Per mia fortuna l’altro giorno il sagace ufficio stampa dell’Adelphi mi ha “sollecitato all’acquisto” di un volumetto di Giorgio Vallortigara. S’intitola “A spasso con il cane Luna” anche se il cane Luna c’entra poco o nulla e comunque compare in un solo breve racconto. Ma se la passeggiata è breve, lo spasso inteso come piacere della scoperta è di lunga durata. Il Vallortigara è un neurobiologo che ha la maledizione della scrittura: è bravissimo, sicché con buona probabilità deve aver fatto qualche sconcia concessione al demonio in cambio di questa sulfurea abilità. Scrive bene e pensa ancor meglio. In ogni capitoletto di questo suo libro lavora instancabile come un tarlo sfatando riti e miti del nostro narcisismo onnipotente: davvero a un cervello più grande corrisponde necessariamente maggiore intelligenza? A proposito di discendenza, davvero non sapete che homo sapiens – il padrone e signore dell’universo mondo – condivide il 40% del dna con la banana? Siamo certi che solo noi umani siamo empatici? E se lo fossero anche le formiche? (eccetera eccetera). Ma attenzione: la conclusione che se ne ricava non è il solito guazzabuglio antiscientifico di scuola antispecista, tutt’altro. Qui il “pensare scientifico” percola in purezza come da un alambicco a ripasso: Vallortigara insegna che la scienza è l’arte del dubbio, e ogni dubbio risolto genera nuove domande e nuovi dubbi. Finchè il sole sarà acceso e noi (o chi per noi) avrà il piacere di pensare.
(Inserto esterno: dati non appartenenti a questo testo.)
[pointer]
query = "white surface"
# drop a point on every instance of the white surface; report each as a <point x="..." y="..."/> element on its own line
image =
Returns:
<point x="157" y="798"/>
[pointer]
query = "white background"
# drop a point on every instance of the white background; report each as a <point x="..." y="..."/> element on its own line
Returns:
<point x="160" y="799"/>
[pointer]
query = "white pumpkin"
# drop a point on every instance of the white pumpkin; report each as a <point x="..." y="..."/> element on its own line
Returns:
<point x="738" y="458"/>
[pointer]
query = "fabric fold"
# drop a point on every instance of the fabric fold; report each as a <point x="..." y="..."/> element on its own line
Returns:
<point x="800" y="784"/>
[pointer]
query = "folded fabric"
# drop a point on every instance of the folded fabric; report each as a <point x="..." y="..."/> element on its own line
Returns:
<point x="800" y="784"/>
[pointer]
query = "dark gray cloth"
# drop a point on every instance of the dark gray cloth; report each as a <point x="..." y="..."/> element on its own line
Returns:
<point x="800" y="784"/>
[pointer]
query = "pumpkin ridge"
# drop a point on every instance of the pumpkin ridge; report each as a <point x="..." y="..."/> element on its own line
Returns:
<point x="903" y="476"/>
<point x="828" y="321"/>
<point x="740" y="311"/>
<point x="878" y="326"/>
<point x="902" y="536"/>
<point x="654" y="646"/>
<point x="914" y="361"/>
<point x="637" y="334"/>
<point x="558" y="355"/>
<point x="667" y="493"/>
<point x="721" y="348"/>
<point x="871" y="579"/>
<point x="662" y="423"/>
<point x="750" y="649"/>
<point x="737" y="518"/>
Un’ultima domanda: come si fa scienza? Una risposta ce la dà Richard Feynman, uno bravetto parecchio che ha amato e goduto la vita quanto la scienza:
“Ora vediamo come si fa a scoprire una nuova legge. In generale il procedimento è questo: per prima cosa tiriamo a indovinare, poi calcoliamo le conseguenze della nostra ipotesi per vedere quali circostanze si verificherebbero se la legge che abbiamo immaginato fosse giusta. Infine, confrontiamo i risultati con la natura, con gli esperimenti, con l’esperienza per vedere se funziona. Se non è in accordo con gli esperimenti, l’ipotesi è sbagliata. In questa semplice affermazione c’è la chiave della scienza. Non importa quanto sia bella la tua ipotesi, non importa quanto intelligente sia la persona che l’ha formulata o quale sia il suo nome. Se non è in accordo con gli esperimenti è sbagliata. Immaginate di aver ideato una buona ipotesi e di aver calcolato che tutte le sue conseguenze siano in accordo con gli esperimenti. Allora la teoria è giusta? No, non si è potuto semplicemente dimostrare che sia sbagliata perché in futuro ci potrebbero essere degli esperimenti che possano confutare la teoria. (…). Non possiamo essere sicuri di avere la teoria giusta, ma solo di non avere la teoria sbagliata”.